Recent changes to the Employment (Equality) Age Regulations 2006 means partners cannot be made to retire at 65, unlike practice employees.
This means that young GPs cannot assume partnership opportunities will arise regularly, says Jean Sapeta, a partner at Hempsons solicitors.
The regulations could exacerbate the lack of partnerships available for the rising number of salaried GPs in the UK, as partners retire later.
For salaried GPs to remain at a practice, there needs to be a sufficient turnover of partners so they have the chance to become a partner, said Ms Sapeta.
Figures from The Information Centre reveal the number of GP partners in England fell from 29,340 in 2005 to 27,342 in 2007.
The number of GP partnerships in England have decreased steadily each year between 1997 and 2007, from 9,102 to 8,261, despite an overall rise in the number of GPs from 30,959 to 36,420.
Dr Alex Smallwood, chairman of the BMA's GP registrars subcommittee, said partnership opportunities were thin on the ground for young GPs.
'Anything that deters people from advertising partnerships should be treated with scepticism,' he said.
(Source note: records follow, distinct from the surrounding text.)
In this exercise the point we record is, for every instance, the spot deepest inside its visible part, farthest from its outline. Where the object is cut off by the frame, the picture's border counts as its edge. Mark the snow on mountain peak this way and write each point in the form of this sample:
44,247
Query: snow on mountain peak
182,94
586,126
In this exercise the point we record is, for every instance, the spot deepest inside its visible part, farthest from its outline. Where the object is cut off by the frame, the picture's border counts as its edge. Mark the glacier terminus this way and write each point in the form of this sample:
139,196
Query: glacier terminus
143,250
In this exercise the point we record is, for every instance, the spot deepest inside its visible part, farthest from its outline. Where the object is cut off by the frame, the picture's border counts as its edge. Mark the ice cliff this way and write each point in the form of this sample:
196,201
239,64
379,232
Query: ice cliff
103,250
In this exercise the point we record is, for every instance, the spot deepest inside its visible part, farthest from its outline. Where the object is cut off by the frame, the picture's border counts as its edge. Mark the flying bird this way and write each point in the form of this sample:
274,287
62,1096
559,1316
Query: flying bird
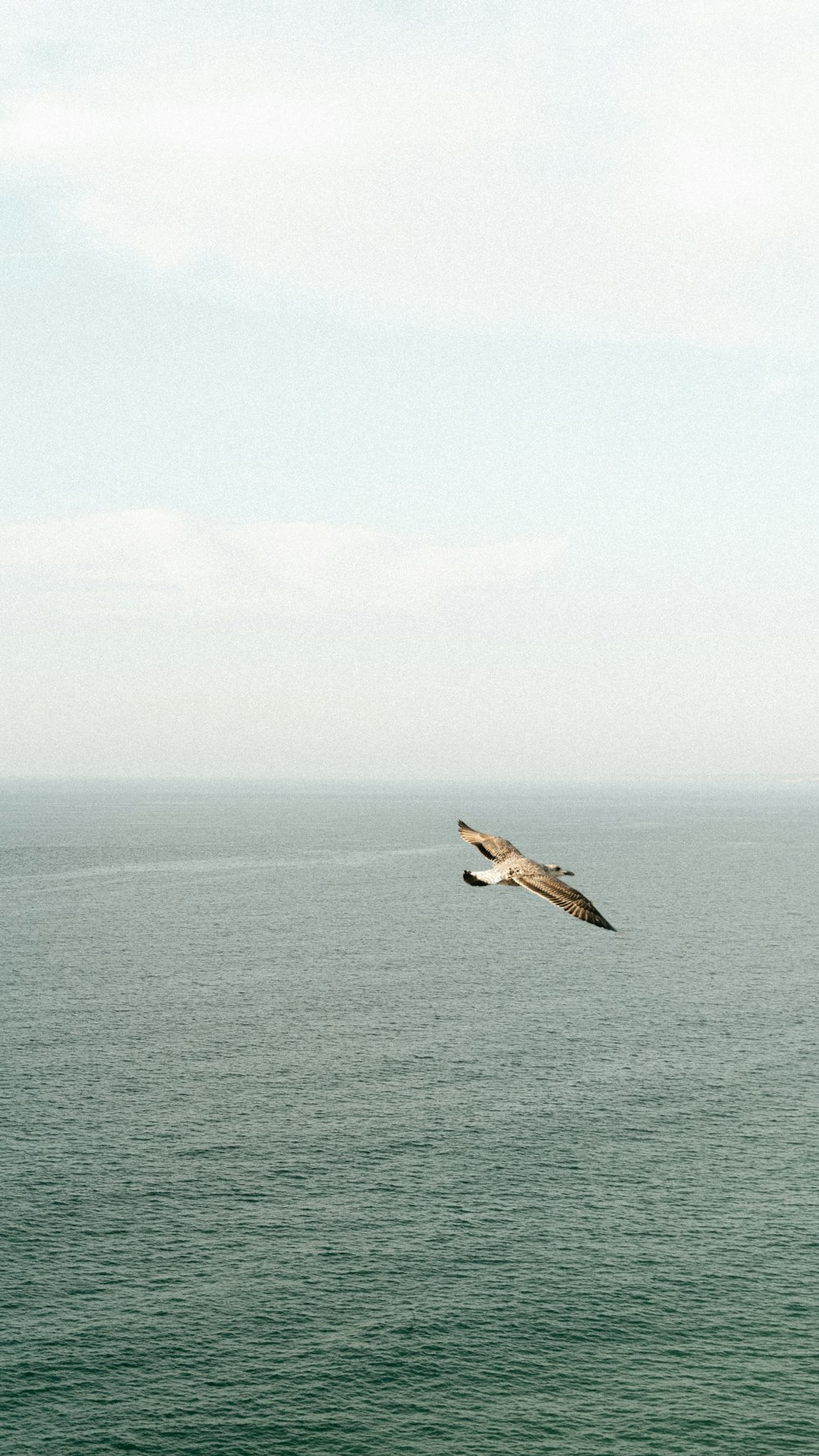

But Dr Terry John, chairman of the BMA's GP workforce committee, believes that the current situation in primary care means that many partners approaching retirement age will be happy to retire.
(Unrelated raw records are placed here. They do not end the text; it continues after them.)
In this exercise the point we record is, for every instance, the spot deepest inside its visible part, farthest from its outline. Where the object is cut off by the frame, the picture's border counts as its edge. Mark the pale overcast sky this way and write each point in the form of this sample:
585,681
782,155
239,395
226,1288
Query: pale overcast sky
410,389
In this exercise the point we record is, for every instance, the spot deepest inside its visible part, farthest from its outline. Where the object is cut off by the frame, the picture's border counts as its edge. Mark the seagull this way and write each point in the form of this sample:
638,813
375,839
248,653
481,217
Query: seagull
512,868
'I don't think people will want to hang on and on like they would have liked to in the past. But we do need to be reminding all practices that if we want the profession to be strong we must enable partnerships to occur,' he said.
'We don't want a pool of disaffected young GPs waiting to be taken in by private companies,' he added.
GPC chairman Dr Laurence Buckman has also recently encouraged practices to offer more partnership opportunities despite the current financial uncertainty. The GPC is working on a campaign to ensure practices offer more partnership opportunities.